If the eigenvalues (diagonalized matrices) alone are needed, the reduction to tridiagonal form can be carried out with Householder transformations using $2n^3/3$ (complex) multiplications, or $4n^3/3$ multiplications if the eigenvectors (unitary similarity transforms) are also needed. This reduction step's complexity dominates that of the iterative steps, which is $O(n \log^3 n)$ "even in the case of high precision" (Reif,1999) if only eigenvalues are needed (increase by a factor of $n$ if eigenvectors too are needed). So in any case the usual combined complexity is $O(n^3)$ with a modest leading coefficient.
Finding eigenvalues is of course theoretically equivalent to getting roots of a characteristic polynomial, and their effective equivalence is outlined (with links to references) in the early portion of this previous Answer. The rest of that Answer explains why direct methods for orders 6 and above are impractical compared with the tried-and-true iterative approach(es).

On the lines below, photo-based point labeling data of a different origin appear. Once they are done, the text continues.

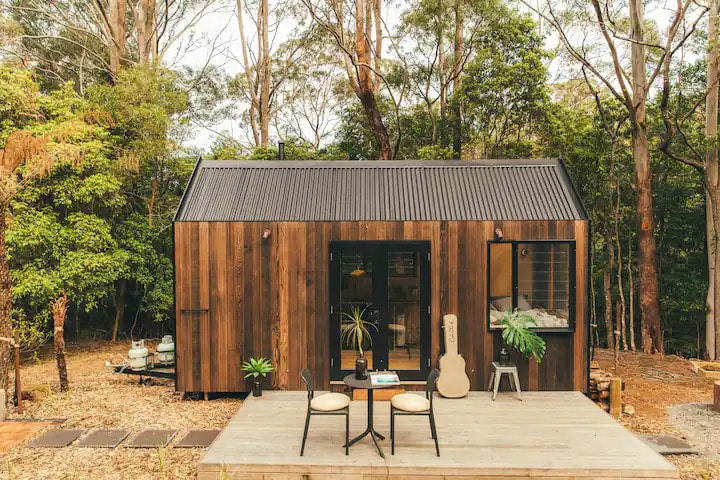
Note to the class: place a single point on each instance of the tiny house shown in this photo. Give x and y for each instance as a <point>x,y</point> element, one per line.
<point>269,255</point>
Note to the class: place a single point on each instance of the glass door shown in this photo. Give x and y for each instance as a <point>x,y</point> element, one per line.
<point>388,283</point>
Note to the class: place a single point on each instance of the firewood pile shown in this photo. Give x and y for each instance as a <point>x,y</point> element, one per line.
<point>600,381</point>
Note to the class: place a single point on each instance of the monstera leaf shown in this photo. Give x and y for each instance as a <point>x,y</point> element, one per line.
<point>517,334</point>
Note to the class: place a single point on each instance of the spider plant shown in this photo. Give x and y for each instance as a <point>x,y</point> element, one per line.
<point>355,329</point>
<point>517,334</point>
<point>256,367</point>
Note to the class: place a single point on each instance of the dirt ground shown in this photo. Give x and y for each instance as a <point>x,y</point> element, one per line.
<point>653,383</point>
<point>100,399</point>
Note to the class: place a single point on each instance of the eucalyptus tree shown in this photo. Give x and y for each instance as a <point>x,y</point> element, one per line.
<point>84,40</point>
<point>620,49</point>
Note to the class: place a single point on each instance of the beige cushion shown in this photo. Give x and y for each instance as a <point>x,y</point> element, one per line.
<point>330,402</point>
<point>410,402</point>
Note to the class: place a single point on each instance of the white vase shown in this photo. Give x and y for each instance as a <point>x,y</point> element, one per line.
<point>138,355</point>
<point>166,350</point>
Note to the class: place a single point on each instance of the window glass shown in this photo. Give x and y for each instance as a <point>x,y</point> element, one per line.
<point>542,283</point>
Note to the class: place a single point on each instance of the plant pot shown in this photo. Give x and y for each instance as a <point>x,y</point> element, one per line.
<point>361,368</point>
<point>504,357</point>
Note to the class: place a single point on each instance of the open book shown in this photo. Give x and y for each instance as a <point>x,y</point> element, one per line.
<point>384,378</point>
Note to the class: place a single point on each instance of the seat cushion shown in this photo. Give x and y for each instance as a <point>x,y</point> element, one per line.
<point>329,402</point>
<point>409,402</point>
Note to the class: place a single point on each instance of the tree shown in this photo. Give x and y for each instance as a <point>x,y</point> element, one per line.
<point>503,88</point>
<point>44,134</point>
<point>360,49</point>
<point>85,40</point>
<point>266,67</point>
<point>683,141</point>
<point>630,86</point>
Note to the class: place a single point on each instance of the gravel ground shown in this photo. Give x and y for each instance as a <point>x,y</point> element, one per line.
<point>700,425</point>
<point>100,399</point>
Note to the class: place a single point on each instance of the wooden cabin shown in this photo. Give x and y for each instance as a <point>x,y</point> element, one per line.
<point>270,254</point>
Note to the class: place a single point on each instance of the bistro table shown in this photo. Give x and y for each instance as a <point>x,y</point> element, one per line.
<point>353,382</point>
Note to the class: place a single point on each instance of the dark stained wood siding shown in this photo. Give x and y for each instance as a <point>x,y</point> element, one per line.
<point>239,295</point>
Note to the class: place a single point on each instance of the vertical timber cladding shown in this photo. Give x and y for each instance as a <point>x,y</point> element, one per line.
<point>240,295</point>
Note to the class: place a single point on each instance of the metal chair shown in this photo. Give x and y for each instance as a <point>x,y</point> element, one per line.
<point>325,404</point>
<point>411,404</point>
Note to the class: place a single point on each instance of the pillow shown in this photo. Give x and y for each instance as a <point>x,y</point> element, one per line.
<point>523,303</point>
<point>502,303</point>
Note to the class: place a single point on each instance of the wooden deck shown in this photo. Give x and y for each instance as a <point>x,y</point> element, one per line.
<point>549,435</point>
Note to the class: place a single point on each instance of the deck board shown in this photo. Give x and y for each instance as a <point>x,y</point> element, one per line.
<point>549,435</point>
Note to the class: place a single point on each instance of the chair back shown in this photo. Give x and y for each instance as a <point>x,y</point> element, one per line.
<point>430,386</point>
<point>308,380</point>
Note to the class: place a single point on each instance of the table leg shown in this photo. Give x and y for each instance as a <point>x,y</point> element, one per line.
<point>370,430</point>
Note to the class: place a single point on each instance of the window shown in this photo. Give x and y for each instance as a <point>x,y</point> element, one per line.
<point>536,277</point>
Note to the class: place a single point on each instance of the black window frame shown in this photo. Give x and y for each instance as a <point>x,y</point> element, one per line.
<point>572,312</point>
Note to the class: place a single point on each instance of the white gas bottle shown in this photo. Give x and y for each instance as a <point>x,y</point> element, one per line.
<point>138,355</point>
<point>166,350</point>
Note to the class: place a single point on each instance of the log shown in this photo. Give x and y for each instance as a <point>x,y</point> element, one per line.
<point>616,397</point>
<point>59,310</point>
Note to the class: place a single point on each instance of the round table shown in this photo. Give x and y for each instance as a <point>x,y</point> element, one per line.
<point>353,382</point>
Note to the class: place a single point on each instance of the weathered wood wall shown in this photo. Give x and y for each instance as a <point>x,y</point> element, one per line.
<point>239,295</point>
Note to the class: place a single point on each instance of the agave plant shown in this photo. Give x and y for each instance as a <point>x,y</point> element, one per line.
<point>517,334</point>
<point>355,329</point>
<point>257,366</point>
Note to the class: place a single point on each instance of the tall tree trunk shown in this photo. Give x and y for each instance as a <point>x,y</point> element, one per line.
<point>118,46</point>
<point>145,21</point>
<point>631,306</point>
<point>712,333</point>
<point>119,301</point>
<point>266,72</point>
<point>59,311</point>
<point>5,304</point>
<point>443,85</point>
<point>377,12</point>
<point>621,292</point>
<point>365,91</point>
<point>457,80</point>
<point>607,288</point>
<point>649,291</point>
<point>712,244</point>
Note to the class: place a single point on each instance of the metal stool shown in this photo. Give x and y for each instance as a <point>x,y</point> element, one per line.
<point>496,372</point>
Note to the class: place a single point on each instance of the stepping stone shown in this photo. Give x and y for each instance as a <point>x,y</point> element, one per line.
<point>151,439</point>
<point>103,439</point>
<point>667,444</point>
<point>56,439</point>
<point>197,439</point>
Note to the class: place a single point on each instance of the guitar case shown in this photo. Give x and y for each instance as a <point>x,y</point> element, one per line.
<point>453,381</point>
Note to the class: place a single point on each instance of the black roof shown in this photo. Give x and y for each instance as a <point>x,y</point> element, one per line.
<point>223,190</point>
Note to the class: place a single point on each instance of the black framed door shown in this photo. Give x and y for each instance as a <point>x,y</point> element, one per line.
<point>389,281</point>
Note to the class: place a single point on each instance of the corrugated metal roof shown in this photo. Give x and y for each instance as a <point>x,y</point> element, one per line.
<point>380,190</point>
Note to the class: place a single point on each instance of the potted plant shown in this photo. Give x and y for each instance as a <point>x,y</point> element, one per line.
<point>256,367</point>
<point>517,334</point>
<point>355,331</point>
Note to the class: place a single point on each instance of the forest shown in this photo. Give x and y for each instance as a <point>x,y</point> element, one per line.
<point>105,106</point>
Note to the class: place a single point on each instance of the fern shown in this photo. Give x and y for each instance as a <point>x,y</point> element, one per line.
<point>517,334</point>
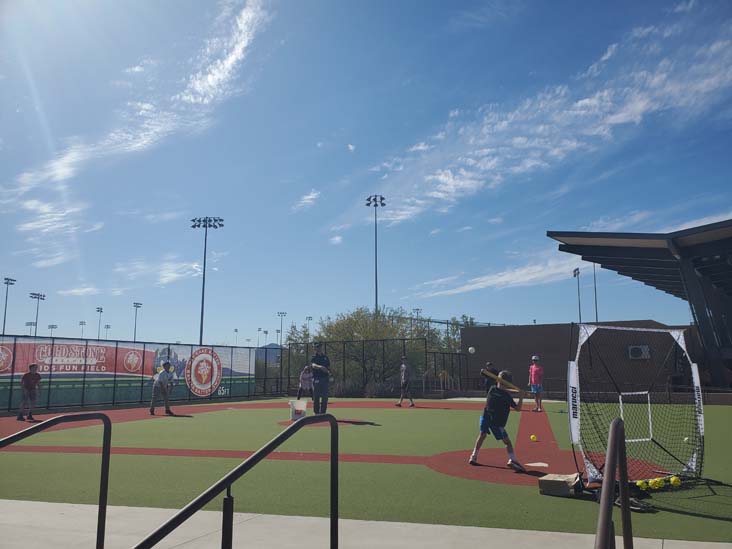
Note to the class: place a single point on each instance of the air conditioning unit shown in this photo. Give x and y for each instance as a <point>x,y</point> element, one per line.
<point>639,352</point>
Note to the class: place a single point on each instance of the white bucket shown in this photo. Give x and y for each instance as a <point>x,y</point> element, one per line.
<point>298,409</point>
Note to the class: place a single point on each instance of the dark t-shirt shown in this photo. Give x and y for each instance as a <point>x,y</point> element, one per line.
<point>497,406</point>
<point>30,380</point>
<point>318,374</point>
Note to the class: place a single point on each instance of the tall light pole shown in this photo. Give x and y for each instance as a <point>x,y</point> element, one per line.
<point>8,282</point>
<point>100,310</point>
<point>136,305</point>
<point>206,223</point>
<point>38,297</point>
<point>575,274</point>
<point>282,315</point>
<point>376,200</point>
<point>594,279</point>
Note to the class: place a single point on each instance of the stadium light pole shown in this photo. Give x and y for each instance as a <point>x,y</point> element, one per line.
<point>376,200</point>
<point>575,274</point>
<point>100,310</point>
<point>38,297</point>
<point>136,305</point>
<point>594,279</point>
<point>206,223</point>
<point>282,315</point>
<point>8,282</point>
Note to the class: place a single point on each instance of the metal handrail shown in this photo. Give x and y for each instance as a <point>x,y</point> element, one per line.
<point>106,450</point>
<point>225,484</point>
<point>615,458</point>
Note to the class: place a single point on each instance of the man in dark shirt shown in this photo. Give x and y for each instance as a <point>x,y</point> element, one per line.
<point>321,377</point>
<point>493,420</point>
<point>29,384</point>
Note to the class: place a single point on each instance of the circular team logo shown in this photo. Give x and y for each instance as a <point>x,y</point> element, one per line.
<point>132,361</point>
<point>6,358</point>
<point>203,372</point>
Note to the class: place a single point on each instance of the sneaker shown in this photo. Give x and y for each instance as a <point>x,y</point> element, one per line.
<point>516,466</point>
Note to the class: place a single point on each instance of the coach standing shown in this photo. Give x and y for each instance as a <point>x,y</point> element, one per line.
<point>321,379</point>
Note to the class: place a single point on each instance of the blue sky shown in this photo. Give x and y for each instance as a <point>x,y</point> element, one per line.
<point>484,124</point>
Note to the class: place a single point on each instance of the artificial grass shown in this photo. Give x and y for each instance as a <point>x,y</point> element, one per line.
<point>369,491</point>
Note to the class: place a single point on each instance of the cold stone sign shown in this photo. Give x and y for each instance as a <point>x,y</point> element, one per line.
<point>203,372</point>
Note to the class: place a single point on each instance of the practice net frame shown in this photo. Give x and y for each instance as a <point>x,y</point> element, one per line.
<point>645,377</point>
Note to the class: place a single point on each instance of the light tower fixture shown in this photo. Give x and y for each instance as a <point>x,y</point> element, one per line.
<point>205,223</point>
<point>376,201</point>
<point>38,297</point>
<point>100,310</point>
<point>8,282</point>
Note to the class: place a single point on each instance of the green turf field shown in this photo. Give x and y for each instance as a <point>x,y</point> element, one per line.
<point>370,491</point>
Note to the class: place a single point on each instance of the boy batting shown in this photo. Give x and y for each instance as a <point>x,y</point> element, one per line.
<point>494,418</point>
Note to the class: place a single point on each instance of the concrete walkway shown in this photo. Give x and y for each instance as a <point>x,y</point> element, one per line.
<point>33,525</point>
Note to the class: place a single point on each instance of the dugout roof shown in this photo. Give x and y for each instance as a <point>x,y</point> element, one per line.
<point>653,258</point>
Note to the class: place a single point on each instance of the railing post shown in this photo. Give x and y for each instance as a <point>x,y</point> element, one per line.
<point>227,528</point>
<point>333,483</point>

For a 2x2 matrix it certainly makes sense to use the stable form of the quadratic formula to get the (real) eigenvalues directly. Probably a case can be made for using Cardano's formula for roots of a cubic to solve eigenvalues of a 3x3 matrix, or perhaps the formulas of Viète if we are to avoid complex arithmetic.
But there the "garden path" of direct methods comes to a sudden narrowing! Although the general quartic can be solved by radicals (Ferrari's method) and the general quintic polynomial by Bring radicals, these methods require solving "auxiliary polynomials" of lower degrees. Such cumbersomeness is compounded by complex arithmetic and monitoring for loss of significance in a floating point implementation.
The situation for order 6 and above is even more inauspicious because in place of the single argument Bring radical, exotic functions of at least two arguments are needed. Moreover the known methods that could be coded for variable degrees $n$ involve an element of trial-and-error to locate all roots.
In contrast the usual approach adapts to variable orders $n$ with no apparent difficulty and takes efficient advantage of the smallness of $n$ in both time and space.